In a case arising in Connecticut, several homeowners challenged a redevelopment plan that involved 115 land parcels located on approximately 90 acres near the Thames River in New London, Connecticut. The redevelopment plan intended to divide the property into 7 separate parcels which would be developed by private companies. The plan involved the construction of new homes, a hotel and a conference center. The City of New London argued that the redevelopment was a public benefit since it would generate significant tax revenue, create both temporary and permanent jobs through construction, and revitalize the distressed city.

Property owners challenged the plan since they did not believe that the development plan constituted a “public purpose” as required by the state and U.S. Constitution. The Connecticut courts disagreed and permitted the taking of the properties.

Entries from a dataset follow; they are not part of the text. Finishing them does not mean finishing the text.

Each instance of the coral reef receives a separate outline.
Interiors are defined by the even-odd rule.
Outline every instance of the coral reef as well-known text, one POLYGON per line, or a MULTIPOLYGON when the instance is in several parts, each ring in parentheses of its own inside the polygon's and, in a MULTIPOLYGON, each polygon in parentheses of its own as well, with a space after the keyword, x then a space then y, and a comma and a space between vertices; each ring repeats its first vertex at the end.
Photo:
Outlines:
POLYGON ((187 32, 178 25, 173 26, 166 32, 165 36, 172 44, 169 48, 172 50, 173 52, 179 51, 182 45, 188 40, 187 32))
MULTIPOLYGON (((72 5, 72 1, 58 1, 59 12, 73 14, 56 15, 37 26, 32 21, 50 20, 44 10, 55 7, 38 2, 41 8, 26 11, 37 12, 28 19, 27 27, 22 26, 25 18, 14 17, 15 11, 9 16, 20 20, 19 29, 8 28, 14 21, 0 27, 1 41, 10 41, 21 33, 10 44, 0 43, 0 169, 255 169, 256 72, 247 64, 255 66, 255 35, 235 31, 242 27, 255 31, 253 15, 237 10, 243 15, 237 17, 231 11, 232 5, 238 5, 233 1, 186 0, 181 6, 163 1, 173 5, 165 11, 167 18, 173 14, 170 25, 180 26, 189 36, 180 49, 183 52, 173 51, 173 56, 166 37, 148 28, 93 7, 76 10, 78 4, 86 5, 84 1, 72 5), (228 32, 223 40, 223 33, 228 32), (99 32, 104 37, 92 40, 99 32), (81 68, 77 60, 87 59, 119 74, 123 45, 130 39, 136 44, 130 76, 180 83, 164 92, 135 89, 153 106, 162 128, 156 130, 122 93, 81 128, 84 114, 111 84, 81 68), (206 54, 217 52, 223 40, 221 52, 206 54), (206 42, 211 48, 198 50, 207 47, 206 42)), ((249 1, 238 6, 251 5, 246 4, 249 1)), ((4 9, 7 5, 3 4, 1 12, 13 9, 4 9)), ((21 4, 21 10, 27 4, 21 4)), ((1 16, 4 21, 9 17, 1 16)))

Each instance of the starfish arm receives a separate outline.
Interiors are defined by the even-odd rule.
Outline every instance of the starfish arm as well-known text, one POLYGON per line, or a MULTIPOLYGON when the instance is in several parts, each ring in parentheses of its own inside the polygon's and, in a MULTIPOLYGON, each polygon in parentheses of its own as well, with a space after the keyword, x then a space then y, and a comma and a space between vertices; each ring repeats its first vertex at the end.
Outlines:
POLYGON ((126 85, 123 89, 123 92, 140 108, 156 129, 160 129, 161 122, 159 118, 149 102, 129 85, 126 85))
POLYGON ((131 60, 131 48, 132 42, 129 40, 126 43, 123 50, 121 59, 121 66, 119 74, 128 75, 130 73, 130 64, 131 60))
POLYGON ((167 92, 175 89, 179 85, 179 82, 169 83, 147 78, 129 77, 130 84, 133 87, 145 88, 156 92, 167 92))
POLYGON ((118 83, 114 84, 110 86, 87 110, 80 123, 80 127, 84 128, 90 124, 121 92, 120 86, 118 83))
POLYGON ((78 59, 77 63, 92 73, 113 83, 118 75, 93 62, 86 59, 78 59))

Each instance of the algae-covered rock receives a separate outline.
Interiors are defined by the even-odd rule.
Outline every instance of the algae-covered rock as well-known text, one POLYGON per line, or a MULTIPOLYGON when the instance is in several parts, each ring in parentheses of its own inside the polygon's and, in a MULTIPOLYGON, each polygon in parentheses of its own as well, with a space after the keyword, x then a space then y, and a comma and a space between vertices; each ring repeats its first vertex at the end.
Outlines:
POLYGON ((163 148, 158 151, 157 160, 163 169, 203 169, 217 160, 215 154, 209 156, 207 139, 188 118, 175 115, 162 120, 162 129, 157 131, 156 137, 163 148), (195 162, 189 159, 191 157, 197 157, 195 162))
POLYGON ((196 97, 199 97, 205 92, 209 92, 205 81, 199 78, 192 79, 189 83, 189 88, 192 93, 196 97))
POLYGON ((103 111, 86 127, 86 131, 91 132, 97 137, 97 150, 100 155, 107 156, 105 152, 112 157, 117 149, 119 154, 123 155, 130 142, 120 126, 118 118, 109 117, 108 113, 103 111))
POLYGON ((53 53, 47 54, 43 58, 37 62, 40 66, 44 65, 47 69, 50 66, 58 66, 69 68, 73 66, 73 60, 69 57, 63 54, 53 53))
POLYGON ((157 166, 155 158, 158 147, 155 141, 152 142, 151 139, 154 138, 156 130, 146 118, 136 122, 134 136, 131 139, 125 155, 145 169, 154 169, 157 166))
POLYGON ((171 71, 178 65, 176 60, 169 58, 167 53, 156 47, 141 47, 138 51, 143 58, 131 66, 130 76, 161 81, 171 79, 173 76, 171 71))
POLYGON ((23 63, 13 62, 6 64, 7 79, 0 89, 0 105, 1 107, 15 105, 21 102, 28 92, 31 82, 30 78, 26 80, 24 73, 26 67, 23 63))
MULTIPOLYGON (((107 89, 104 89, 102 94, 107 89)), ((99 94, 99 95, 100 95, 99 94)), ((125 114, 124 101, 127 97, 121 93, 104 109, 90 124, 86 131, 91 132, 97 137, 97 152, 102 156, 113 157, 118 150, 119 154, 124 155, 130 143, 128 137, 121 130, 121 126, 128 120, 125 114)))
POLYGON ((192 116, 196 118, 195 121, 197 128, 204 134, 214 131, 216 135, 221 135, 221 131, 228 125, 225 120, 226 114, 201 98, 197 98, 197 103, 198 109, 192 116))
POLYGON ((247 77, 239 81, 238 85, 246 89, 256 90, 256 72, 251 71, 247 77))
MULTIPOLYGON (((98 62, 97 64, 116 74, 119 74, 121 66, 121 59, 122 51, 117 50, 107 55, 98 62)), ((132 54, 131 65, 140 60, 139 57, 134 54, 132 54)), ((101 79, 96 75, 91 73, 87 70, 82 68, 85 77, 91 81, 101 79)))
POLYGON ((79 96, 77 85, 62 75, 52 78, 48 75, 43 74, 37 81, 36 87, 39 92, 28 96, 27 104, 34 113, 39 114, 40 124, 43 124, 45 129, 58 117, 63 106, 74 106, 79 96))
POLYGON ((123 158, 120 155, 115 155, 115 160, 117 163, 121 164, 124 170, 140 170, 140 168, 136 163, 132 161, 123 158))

The United States Supreme Court agreed to review the decision to determine whether the economic development plan meets the requirements of the United States Constitution. In short, the primary issue is what are the limits under the “public use” requirement of the United States Constitution when the government takes land for private economic development.

It appears that most people are not opposed to redevelopment plans for inner-city projects that will seek to improve blighted areas. In addition, projects that involve a direct public use (i.e., new schools and road widenings) also appear to be favored by most people. However, the type of plan that causes the most concern are those that seek to expend the tax base and new create jobs. Under this scenario, the line between public use and private benefit becomes blurred.

The case is very important to New Jersey property owners filing redevelopment plans for several reasons. First, there are many redevelopment plans on the drawing board which seeks to increase the tax base just as in New London. Second, New Jersey mayors are under tremendous pressure to lower property taxes and are consistently chasing “ratables” high valued properties which provide the income to local government. As a result, many of the redevelopment plans seek to create new ratables. Finally, increased open space purchases reduce the available land for developers. As a result, many developers will look to redevelopment projects as a means to remain in business.